Mas esta não é, de todo, a peça de Shakespeare, versão redux. É, isso sim, um texto original que aborda o amor e as personagens tão conhecidas com uma nova perspectiva: os actores olham António e Cleópatra contando-nos o que estes estão a fazer, a viver, a sentir. Cabe ao público criar a sua própria visão, a sua própria encenação. “Aqui, o António e a Cleópatra são mais nuvens do que personagens, são mais coisas das quais falamos do que coisas que vemos”, explica Tiago Rodrigues.
Tudo começou pela vontade que o encenador tinha, há muitos anos, de trabalhar com os bailarinos Sofia Dias e Vítor Roriz, dupla em palco e na vida (não só costumam dançar juntos como formam um casal), com quem diz sempre ter partilhado uma paixão pela linguagem. Depois veio a peça.
“Esta é a minha tragédia preferida do Shakespeare, é imperfeita, estranha, mal amada, onde ele arrisca imenso: com a linguagem e as personagens, com a ideia de mulher, com o jogo de poder, político, físico e social”. Por tudo isto, conta o encenador, a peça sempre esteve na pilha das que gostaria de tratar um dia (mas não necessariamente de encenar, até porque considera ainda não ter o estofo teatral necessário para o fazer).
Até que a altura chegou. “Quis desafiar o Vítor e a Sofia para serem intérpretes de uma peça de teatro. E pensei que António e Cleópatra seria perfeito.

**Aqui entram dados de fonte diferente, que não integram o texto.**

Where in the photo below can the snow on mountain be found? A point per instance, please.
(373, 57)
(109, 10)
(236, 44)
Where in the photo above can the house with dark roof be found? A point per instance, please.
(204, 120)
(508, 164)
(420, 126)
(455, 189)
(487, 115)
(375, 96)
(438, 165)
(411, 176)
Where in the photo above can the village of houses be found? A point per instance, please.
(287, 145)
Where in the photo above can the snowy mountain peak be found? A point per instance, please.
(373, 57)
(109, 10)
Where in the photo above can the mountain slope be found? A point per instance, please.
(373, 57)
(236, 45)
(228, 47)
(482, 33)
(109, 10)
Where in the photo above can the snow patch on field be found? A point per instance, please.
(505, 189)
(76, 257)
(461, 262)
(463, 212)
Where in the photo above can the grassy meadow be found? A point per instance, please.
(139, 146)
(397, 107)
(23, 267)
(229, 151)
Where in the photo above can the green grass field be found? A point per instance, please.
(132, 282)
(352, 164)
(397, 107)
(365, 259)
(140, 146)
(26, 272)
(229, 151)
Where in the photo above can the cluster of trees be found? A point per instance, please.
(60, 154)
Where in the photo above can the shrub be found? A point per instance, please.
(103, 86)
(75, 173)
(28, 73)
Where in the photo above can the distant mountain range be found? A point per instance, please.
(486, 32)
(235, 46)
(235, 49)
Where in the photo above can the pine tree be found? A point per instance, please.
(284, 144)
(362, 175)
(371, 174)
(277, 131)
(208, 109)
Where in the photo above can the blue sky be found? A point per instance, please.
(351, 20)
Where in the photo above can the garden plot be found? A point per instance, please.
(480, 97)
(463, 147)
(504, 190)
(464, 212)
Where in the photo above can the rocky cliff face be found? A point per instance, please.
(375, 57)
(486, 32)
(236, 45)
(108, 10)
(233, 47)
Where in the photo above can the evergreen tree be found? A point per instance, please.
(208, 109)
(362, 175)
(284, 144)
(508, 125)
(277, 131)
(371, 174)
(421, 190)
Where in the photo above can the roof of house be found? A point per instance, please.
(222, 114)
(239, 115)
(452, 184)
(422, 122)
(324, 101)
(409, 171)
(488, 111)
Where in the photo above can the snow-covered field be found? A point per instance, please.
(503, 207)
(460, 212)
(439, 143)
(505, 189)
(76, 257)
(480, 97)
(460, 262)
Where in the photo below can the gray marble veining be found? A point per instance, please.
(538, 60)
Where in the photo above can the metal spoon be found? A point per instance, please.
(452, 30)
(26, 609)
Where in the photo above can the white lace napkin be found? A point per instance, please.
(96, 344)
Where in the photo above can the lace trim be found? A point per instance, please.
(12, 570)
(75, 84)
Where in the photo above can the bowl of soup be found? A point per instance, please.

São também uma dupla, amorosa e que trabalha em conjunto, são políticos e dominam uma parte do mundo juntos. São uma espécie de Romeu e Julieta com muitos anos de vida em cima”, diz o encenador, lembrando que também Elizabeth Taylor e Richard Burton eram um casal.
O resultado é não uma adaptação de Shakespeare, assegura, mas um António e Cleópatra herdeiro de todos os seus antepassados, sobretudo de Shakespeare e Plutarco. Um António e Cleópatra feito de vários romances. Mas com uma morte muito própria.